Results, Conclusions, and Discussions: We selected the A375 melanoma cell line for our model because A375 tumor cells overexpress AXL (Figure 1A). HMDMs express both AXL (Figure 1B) and MERTK (Figure 1C), and this expression is modulated by polarization state. Furthermore, both receptors are expressed when HMDMs are cultured with conditioned media from untreated, injured, and dead A375 tumor cells, underscoring the need to investigate effects of TAMR inhibition in both the tumor and immune compartments of the tumor microenvironment. TYRO3 was consistently below the limit of detection. Given our ultimate interest in studying the effects of TAMR inhibition in tumor-immune crosstalk, we co-cultured the two cell types. We were first interested in how TAMR inhibition may affect HMDM consumption of A375 tumor cells. Interestingly, while both inhibitors appear to yield a decrease in untreated A375 consumption (Figure 1D), Bemcentinib results in an increase in consumption of injured (Figure 1E) and dead (Figure 1F) tumor cells. We were also able to assess HMDM surface marker expression and observed that treatment with Bemcentinib but not BMS-777607 yields slight changes in expression as compared to DMSO control, which can be analyzed and visualized multivariately via principal component analysis (Figures 1G-I). However, there is not a clear shift towards a pro- or an anti-inflammatory state, highlighting the need for transcriptomic studies to better characterize nuances in HMDM state.

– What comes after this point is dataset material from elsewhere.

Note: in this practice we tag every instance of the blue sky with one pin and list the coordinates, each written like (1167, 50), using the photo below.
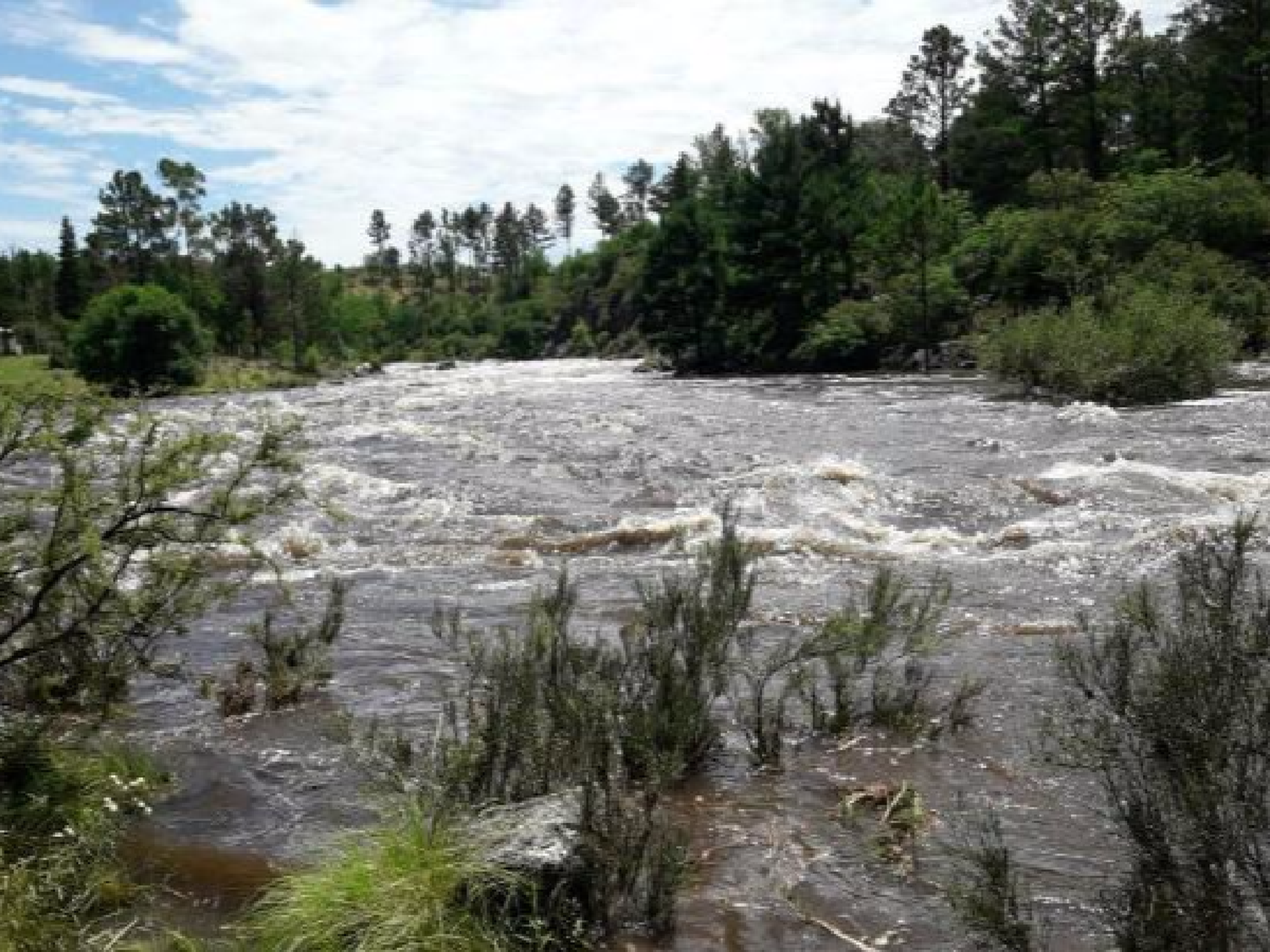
(324, 111)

Finally, we have begun conducting tri-culture experiments with HMDDCs, and preliminary data shows that this additional cell type appears to drastically alter the system. While in co-culture treatment with untreated A375 tumor cells yields increases (fold change >1) in HMDM CD206 and CD40 expression, in tri-culture HMDM expression of these markers decreases (Figures 1J-K). Furthermore, Bemcentinib appears to affect HMDDC state (Figures 1L-O) and may influence HMDDC maturation. Clearly, the system is complex and while in co-culture AXL inhibition may result in a pro-inflammatory, anti-tumor response, in tri-culture these beneficial effects may be subdued. We are currently working towards understanding how TAMR inhibition affects the cytokine milieu by analyzing cell secretomes via Luminex, and we will assess how TAMR inhibition alters cell-cell communication via transcriptomics.